The Power of the Church

The power of the Church is spiritual, because it is given by the Holy Spirit (Acts 20:28), is a manifestation of the power of the Spirit (John 20:22-23), pertains exclusively to believers (1 Cor. 5:12-13), and can be exercised only in a spiritual way (2 Cor 10:4).
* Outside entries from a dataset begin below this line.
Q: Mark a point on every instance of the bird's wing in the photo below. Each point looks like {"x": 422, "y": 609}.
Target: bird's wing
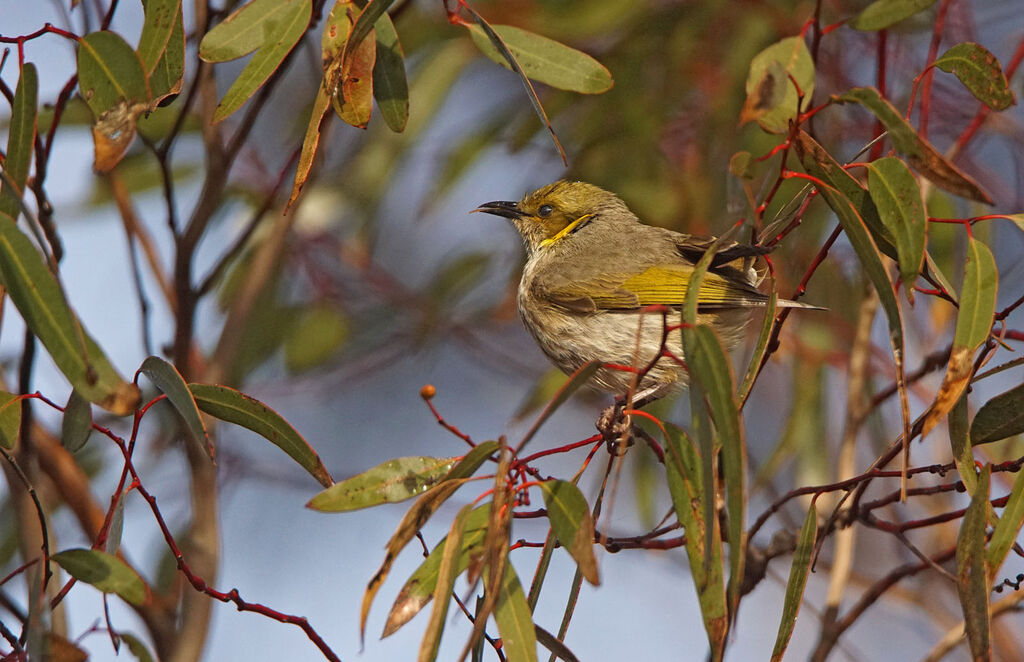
{"x": 663, "y": 284}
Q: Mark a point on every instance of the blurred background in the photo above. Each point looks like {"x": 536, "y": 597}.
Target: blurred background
{"x": 386, "y": 284}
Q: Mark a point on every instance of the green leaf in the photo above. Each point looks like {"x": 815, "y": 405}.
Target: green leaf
{"x": 136, "y": 647}
{"x": 412, "y": 522}
{"x": 166, "y": 74}
{"x": 686, "y": 485}
{"x": 897, "y": 197}
{"x": 576, "y": 381}
{"x": 798, "y": 580}
{"x": 110, "y": 72}
{"x": 515, "y": 621}
{"x": 390, "y": 84}
{"x": 283, "y": 29}
{"x": 20, "y": 138}
{"x": 546, "y": 60}
{"x": 161, "y": 16}
{"x": 10, "y": 419}
{"x": 105, "y": 572}
{"x": 761, "y": 346}
{"x": 253, "y": 26}
{"x": 420, "y": 587}
{"x": 572, "y": 525}
{"x": 771, "y": 95}
{"x": 1007, "y": 529}
{"x": 711, "y": 368}
{"x": 972, "y": 576}
{"x": 77, "y": 423}
{"x": 961, "y": 445}
{"x": 39, "y": 299}
{"x": 235, "y": 407}
{"x": 818, "y": 164}
{"x": 925, "y": 158}
{"x": 883, "y": 13}
{"x": 167, "y": 378}
{"x": 1000, "y": 417}
{"x": 365, "y": 25}
{"x": 980, "y": 73}
{"x": 389, "y": 482}
{"x": 315, "y": 337}
{"x": 974, "y": 322}
{"x": 513, "y": 63}
{"x": 472, "y": 460}
{"x": 446, "y": 574}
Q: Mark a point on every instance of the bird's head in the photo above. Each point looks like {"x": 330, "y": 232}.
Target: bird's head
{"x": 555, "y": 211}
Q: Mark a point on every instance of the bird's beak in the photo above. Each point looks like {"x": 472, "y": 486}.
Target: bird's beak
{"x": 501, "y": 208}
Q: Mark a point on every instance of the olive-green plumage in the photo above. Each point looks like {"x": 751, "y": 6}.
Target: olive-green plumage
{"x": 592, "y": 266}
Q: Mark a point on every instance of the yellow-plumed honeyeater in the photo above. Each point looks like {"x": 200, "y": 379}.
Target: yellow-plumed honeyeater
{"x": 591, "y": 269}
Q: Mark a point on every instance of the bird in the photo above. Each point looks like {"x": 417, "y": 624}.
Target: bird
{"x": 592, "y": 267}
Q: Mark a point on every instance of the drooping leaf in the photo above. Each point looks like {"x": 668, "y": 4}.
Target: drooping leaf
{"x": 10, "y": 419}
{"x": 77, "y": 422}
{"x": 1000, "y": 417}
{"x": 925, "y": 158}
{"x": 818, "y": 164}
{"x": 798, "y": 580}
{"x": 515, "y": 621}
{"x": 420, "y": 587}
{"x": 972, "y": 576}
{"x": 883, "y": 13}
{"x": 283, "y": 32}
{"x": 235, "y": 407}
{"x": 446, "y": 574}
{"x": 248, "y": 28}
{"x": 897, "y": 197}
{"x": 711, "y": 368}
{"x": 960, "y": 443}
{"x": 389, "y": 482}
{"x": 105, "y": 572}
{"x": 161, "y": 16}
{"x": 166, "y": 377}
{"x": 980, "y": 73}
{"x": 136, "y": 647}
{"x": 390, "y": 84}
{"x": 974, "y": 323}
{"x": 39, "y": 299}
{"x": 413, "y": 521}
{"x": 20, "y": 138}
{"x": 571, "y": 524}
{"x": 513, "y": 63}
{"x": 771, "y": 95}
{"x": 546, "y": 60}
{"x": 317, "y": 119}
{"x": 166, "y": 75}
{"x": 353, "y": 83}
{"x": 1008, "y": 528}
{"x": 686, "y": 485}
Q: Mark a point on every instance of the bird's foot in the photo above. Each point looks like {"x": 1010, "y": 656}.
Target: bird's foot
{"x": 615, "y": 429}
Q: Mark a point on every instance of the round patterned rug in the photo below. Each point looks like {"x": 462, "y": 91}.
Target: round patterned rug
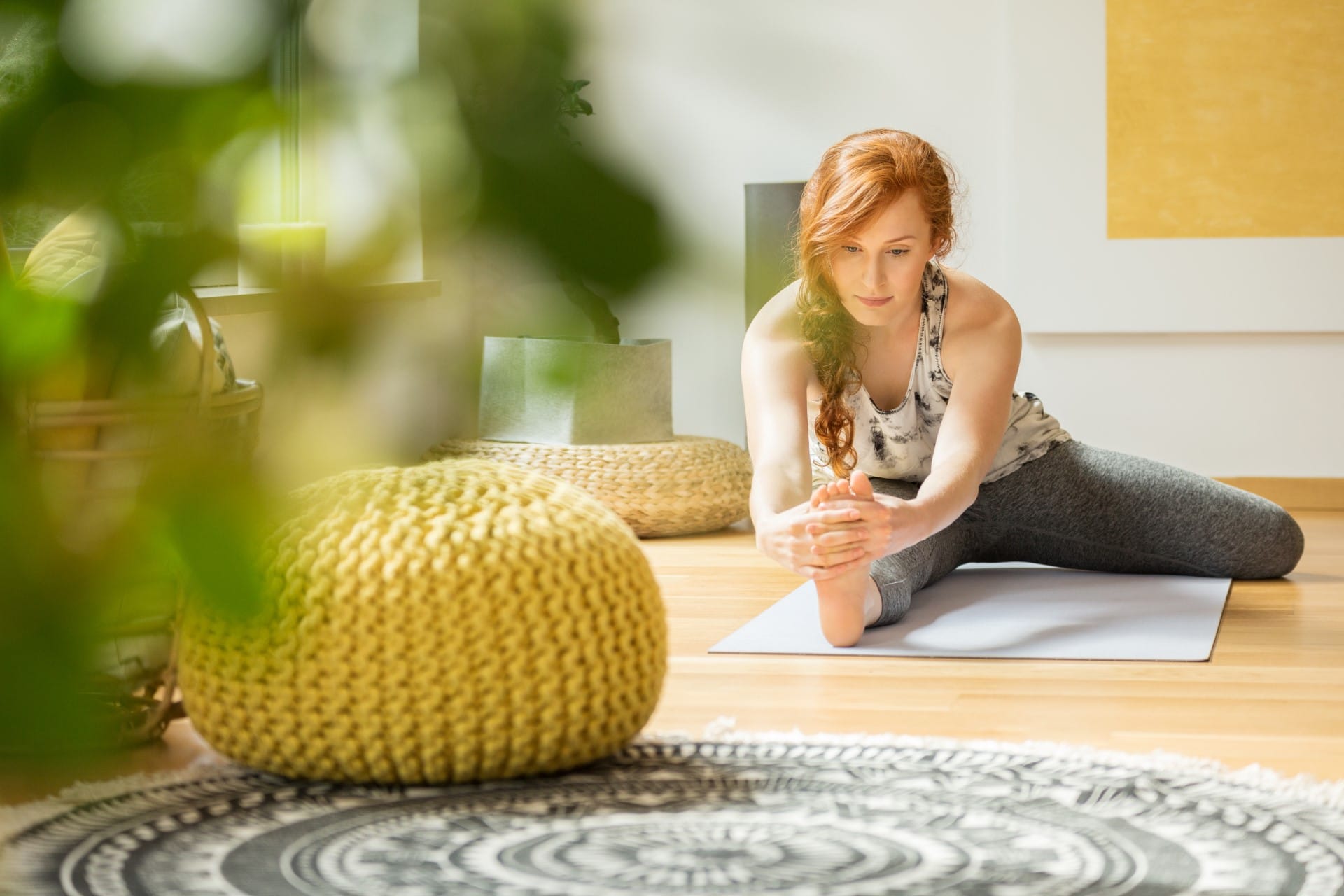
{"x": 733, "y": 813}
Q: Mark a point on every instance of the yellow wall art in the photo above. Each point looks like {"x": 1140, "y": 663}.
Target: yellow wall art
{"x": 1225, "y": 118}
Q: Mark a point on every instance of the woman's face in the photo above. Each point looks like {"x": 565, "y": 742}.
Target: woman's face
{"x": 885, "y": 262}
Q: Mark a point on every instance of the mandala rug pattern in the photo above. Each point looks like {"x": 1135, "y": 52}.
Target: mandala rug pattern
{"x": 784, "y": 813}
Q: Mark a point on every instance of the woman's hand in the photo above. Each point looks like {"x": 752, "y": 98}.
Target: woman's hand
{"x": 892, "y": 524}
{"x": 787, "y": 539}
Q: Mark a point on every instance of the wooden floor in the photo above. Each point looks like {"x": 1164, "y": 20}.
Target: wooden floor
{"x": 1272, "y": 694}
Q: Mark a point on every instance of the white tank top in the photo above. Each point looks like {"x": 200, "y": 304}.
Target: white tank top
{"x": 898, "y": 444}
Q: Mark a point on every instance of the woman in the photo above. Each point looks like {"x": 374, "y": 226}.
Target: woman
{"x": 854, "y": 365}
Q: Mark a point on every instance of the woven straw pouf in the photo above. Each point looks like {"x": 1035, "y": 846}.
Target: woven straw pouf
{"x": 691, "y": 484}
{"x": 445, "y": 622}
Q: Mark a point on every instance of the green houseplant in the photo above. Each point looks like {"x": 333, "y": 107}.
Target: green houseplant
{"x": 479, "y": 120}
{"x": 569, "y": 391}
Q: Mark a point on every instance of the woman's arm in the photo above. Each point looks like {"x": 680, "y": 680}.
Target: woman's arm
{"x": 774, "y": 384}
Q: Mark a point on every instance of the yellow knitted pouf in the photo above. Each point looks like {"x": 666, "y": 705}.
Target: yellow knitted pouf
{"x": 445, "y": 622}
{"x": 690, "y": 484}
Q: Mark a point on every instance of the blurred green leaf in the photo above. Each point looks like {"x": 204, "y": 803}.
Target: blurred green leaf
{"x": 36, "y": 332}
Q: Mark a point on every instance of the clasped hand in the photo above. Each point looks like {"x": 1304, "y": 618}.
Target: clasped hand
{"x": 844, "y": 526}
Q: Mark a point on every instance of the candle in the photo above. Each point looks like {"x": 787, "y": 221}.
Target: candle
{"x": 270, "y": 255}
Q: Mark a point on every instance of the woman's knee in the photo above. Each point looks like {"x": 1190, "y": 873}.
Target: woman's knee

It is also a purely ministerial power, which is derived from Christ and is exercised in His name. The power of the Church is threefold:

a. A dogmatic or teaching power. The Church is commissioned to guard the truth, to hand it on faithfully from generation to generation, and to defend it against all forces of unbelief, 1Tim 1:3-4; 2Tim 1:13; Tit. 1:9-11. It must preach the Word unceasingly among all the nations of the world, Isa. 3:10-11; 2 Cor 5:20; 1Tim 4:13; 2 Tim 2:15; 4:2; Tit 2:1-10, must draw up creeds and confessions, and must provide for the training of its future ministers,

b. A governing power. God is a God of order, who desire that all things in the Church be done decently and in order, 1Cor 14:33, 40. For that reason He made provision for the proper regulation of the affairs of the Church, and gave the Church power to carry the laws of Christ into effect, John 21:15-17; Acts 20:28;

This also includes the power of discipline, Matt. 16:19; 18:18; John 20:23; 1Cor 5:2, 7, 13; 2Thess. 3:14-15; 1Tim. 1:20; Tit. 3:10. The purpose of discipline in the Church is twofold, namely, to carry into effect the law of Christ concerning the admission and exclusion of members, and to promote the spiritual edification of the members of the Church by securing their obedience to the laws of Christ. If there are diseased members, the Church will first seek to effect a cure, but if this fails will put away the diseased members. It deals with public sins even when there is no formal accusation, but in the case of private sins insists on the application of the rule laid down in Matt 18;15-18.

c. A power of ministry or mercy. Christ sent out His disciples, not only to preach, but also to heal all manner of diseases, Matt. 10;1,8; Luke 9:1-2; 10:9, 17. And among the early Christians there were some who had the gift of healing, 1Cor. 12:9-10, 28, 30. This special gift came to an end with the passing of the apostolic age. From that time on the ministry of mercy was largely limited to the Church’s care for the poor. The Lord hinted at this task in Matt. 16:11; Mark 14:7. The early Church practiced a sort of communion of goods, so than to one wanted the necessaries of life, Acts 4:34. Later on seven men were appointed to “serve the tables,” that is, to provide for a more equal distribution of what was brought for the poor, Acts 6:1-6. After that deacons are repeatedly mentioned, Romans 16:1; Phil 1:1; 1Tim. 3:8-12. Great emphasis is placed on giving or collecting for the poor, Acts 11:29; 20:35; 1Cor. 16:1-2; 2Cor 8:13-15; 9:1, 6-7; Gal 2:10; 6:10; Eph. 4:28; 1Tim. 5:10, 16; Jas 1:27; 2:15-16; 1John 3:17.